My head started spinning again. How was I going to deal with this one? Dan had obviously learned something about me since I’d last spoken to him-something that upset him so much he’d cut his vacation a day short, left his daughter with his parents in Maine, and driven all night to get to my apartment. But what exactly had he learned, and how had he learned it? How could I make (okay, make up) a good confession when I had no idea what I had to confess to?
(I know what you’re thinking. You’re thinking I should have made a clean breast of everything right there and then-told Dan all about Gray’s murder and my subsequent involvement in it. And, looking back, I can see the wisdom of that view. But hindsight is better than foresight-well,
my foresight, anyway-and at this particular point in time all I could think about was how I was going to get to the heart of the murder without losing Dan’s heart in the process.)
“Lies?! Deception?! Confession?!” I squawked, putting on a big show of righteous indignation (which is hard to do when you look like a cross between Al Jolson and the Creature from the Black Lagoon). “I don’t know what you’re talking about! What crime am I being accused of now?” (The best defense is a good offense, they say-or is it the other way around?)
“Quit stalling, Paige.” Dan pulled a pack of Luckies out of his shirt pocket and fired one up. “It took me nine straight hours to drive here from Portland. I’m too tired to play games. Just tell me the goddamn truth.”
“Can I wash my face first?” I stalled, walking over to the kitchen sink and turning on the water. “Then I’ll tell you anything you want to know. Promise.”
He released a loud groan of exhaustion. “Yeah, okay. And make a pot of coffee while you’re at it. I’m really beat.” Setting his burning cigarette in the ashtray, he leaned back in his chair and stretched his long, strong legs out in front of him. Then he crossed one burly arm over the other and closed his bloodshot eyes.

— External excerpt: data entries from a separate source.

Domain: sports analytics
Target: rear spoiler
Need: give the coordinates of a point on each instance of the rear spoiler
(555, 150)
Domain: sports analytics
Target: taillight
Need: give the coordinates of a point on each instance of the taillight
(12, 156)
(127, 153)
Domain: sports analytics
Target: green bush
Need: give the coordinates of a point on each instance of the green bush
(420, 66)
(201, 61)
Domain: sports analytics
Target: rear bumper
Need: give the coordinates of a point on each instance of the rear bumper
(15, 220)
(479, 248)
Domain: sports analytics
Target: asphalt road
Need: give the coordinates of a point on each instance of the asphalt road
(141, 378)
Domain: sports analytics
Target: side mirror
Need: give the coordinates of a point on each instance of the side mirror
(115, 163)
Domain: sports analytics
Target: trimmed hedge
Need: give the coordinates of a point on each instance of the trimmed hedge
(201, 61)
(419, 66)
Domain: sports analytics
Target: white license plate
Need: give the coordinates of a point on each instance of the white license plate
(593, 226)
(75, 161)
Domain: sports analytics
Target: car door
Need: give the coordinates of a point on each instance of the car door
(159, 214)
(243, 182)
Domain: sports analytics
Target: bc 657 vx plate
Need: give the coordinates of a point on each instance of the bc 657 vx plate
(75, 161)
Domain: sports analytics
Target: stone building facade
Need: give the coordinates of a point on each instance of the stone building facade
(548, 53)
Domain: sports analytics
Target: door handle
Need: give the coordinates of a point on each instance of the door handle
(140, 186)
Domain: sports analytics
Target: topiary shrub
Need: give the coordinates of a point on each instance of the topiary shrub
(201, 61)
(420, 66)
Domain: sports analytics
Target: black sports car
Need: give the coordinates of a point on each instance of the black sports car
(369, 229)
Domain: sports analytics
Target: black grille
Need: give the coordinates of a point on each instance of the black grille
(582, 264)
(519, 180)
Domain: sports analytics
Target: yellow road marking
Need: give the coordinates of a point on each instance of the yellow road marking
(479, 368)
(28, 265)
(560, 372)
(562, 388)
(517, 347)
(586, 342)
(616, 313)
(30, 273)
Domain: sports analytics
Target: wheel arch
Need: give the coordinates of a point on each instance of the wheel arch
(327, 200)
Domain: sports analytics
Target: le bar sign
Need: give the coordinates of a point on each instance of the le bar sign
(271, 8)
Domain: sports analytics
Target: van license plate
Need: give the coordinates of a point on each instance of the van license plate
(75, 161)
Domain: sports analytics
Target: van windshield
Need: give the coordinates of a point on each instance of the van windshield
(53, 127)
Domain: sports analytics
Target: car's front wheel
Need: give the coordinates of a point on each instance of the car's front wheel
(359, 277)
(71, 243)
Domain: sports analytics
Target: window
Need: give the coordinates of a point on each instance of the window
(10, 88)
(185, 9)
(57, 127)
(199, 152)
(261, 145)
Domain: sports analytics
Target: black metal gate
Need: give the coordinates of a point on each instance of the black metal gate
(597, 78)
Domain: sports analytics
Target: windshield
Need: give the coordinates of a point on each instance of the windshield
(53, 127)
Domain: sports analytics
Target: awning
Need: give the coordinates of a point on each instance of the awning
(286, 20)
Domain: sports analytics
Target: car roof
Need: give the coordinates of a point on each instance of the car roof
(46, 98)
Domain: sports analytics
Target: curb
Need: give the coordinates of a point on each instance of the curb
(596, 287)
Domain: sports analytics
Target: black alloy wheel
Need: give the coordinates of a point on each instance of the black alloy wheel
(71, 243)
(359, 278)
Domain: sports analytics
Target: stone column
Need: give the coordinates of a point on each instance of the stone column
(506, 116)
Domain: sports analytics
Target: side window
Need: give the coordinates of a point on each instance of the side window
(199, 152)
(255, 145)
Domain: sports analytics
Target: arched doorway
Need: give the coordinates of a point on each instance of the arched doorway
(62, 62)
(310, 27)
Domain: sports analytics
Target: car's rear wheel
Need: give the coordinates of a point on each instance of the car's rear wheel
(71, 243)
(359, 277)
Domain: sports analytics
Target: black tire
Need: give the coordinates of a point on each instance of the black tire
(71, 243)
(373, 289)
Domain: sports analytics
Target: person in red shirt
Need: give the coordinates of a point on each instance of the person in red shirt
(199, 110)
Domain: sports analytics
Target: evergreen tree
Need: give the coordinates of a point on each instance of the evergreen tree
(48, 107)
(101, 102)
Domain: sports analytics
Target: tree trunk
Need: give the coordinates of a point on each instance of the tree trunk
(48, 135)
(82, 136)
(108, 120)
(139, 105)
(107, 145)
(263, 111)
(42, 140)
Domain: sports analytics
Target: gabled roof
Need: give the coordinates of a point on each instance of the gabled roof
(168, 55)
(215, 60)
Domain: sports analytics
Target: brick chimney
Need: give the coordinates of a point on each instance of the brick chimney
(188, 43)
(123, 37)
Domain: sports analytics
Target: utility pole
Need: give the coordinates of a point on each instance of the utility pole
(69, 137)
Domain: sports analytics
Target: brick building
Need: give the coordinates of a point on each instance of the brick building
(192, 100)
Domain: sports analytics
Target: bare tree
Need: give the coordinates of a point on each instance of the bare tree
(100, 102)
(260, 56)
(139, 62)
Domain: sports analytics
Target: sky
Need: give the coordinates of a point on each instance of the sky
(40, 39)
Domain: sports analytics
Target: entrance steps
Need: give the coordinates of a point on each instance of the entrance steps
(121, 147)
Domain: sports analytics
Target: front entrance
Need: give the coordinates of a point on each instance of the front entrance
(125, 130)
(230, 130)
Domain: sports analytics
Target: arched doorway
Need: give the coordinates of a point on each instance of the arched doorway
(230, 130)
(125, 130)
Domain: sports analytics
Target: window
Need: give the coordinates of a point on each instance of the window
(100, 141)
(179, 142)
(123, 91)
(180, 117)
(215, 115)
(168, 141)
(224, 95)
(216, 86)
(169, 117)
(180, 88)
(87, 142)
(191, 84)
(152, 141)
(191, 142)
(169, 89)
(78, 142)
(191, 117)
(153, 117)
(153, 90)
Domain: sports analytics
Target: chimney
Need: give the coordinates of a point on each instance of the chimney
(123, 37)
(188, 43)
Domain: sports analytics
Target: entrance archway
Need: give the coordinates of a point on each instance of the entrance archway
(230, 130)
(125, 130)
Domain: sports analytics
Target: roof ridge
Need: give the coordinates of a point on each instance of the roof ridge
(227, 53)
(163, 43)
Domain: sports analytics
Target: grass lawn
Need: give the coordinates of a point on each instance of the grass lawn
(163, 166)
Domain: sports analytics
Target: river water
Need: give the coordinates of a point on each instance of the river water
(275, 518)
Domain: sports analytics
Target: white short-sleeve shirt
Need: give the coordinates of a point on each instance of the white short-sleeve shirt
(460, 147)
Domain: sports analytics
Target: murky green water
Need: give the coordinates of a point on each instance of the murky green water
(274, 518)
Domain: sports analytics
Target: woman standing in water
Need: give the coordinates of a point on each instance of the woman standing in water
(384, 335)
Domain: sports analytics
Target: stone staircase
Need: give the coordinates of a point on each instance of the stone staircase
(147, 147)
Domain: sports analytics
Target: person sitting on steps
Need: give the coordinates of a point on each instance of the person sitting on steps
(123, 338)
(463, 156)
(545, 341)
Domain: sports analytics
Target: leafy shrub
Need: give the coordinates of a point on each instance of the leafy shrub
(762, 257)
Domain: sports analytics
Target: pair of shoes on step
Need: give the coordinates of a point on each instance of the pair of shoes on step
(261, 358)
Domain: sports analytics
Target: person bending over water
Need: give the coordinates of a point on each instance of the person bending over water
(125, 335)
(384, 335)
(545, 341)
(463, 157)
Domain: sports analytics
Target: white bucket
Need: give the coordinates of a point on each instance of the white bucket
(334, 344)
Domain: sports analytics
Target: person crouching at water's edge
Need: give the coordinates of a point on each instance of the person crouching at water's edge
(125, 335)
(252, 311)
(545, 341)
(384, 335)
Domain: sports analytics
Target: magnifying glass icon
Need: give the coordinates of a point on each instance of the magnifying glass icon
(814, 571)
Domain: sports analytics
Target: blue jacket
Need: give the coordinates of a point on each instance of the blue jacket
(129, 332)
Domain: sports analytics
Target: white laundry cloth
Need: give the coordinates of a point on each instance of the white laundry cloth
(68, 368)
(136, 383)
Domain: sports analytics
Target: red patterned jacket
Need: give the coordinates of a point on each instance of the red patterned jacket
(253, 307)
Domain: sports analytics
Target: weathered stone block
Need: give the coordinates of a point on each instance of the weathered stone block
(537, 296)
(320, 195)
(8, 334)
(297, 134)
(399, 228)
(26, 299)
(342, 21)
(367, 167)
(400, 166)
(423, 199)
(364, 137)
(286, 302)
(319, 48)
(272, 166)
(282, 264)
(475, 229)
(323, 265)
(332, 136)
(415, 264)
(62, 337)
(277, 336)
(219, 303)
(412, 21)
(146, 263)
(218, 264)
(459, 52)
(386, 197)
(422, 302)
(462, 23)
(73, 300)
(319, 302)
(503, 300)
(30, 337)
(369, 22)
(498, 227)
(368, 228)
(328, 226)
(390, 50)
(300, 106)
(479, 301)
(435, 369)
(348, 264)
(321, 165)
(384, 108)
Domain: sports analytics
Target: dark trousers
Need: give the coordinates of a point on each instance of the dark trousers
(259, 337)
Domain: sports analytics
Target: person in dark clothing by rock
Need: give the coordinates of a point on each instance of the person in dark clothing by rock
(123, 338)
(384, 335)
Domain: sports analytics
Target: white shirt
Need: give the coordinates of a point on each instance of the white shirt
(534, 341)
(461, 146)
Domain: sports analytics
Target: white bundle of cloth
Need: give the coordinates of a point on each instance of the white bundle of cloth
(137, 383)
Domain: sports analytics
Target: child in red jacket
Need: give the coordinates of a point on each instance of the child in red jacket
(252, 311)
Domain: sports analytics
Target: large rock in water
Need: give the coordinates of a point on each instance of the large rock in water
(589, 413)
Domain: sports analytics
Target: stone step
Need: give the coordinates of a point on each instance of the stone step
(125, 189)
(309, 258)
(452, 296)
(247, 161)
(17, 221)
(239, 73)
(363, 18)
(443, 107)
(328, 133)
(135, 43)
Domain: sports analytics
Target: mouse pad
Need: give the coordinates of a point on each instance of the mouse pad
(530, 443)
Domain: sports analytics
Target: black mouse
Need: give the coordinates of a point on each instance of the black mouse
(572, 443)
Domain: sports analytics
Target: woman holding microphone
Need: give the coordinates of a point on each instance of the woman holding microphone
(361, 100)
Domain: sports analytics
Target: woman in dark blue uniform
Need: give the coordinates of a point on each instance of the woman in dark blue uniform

I scrubbed my face clean and filled the coffeepot with water. Then, spooning Chase & Sanborn into the filtered metal basket, I snuck a long, hard look at Dan while his lids were shut. Maybe his unguarded facial expression and body language would clue me in to the secret workings of his mind…
Nope. I couldn’t see that far inside. All I could see was the outside:… the sexy jut of his hips… the unusually casual and sporty way he was dressed (khaki shorts, blue and white seersucker shirt opened halfway down the chest)… the way his disheveled dark brown hair was flopping down over his forehead.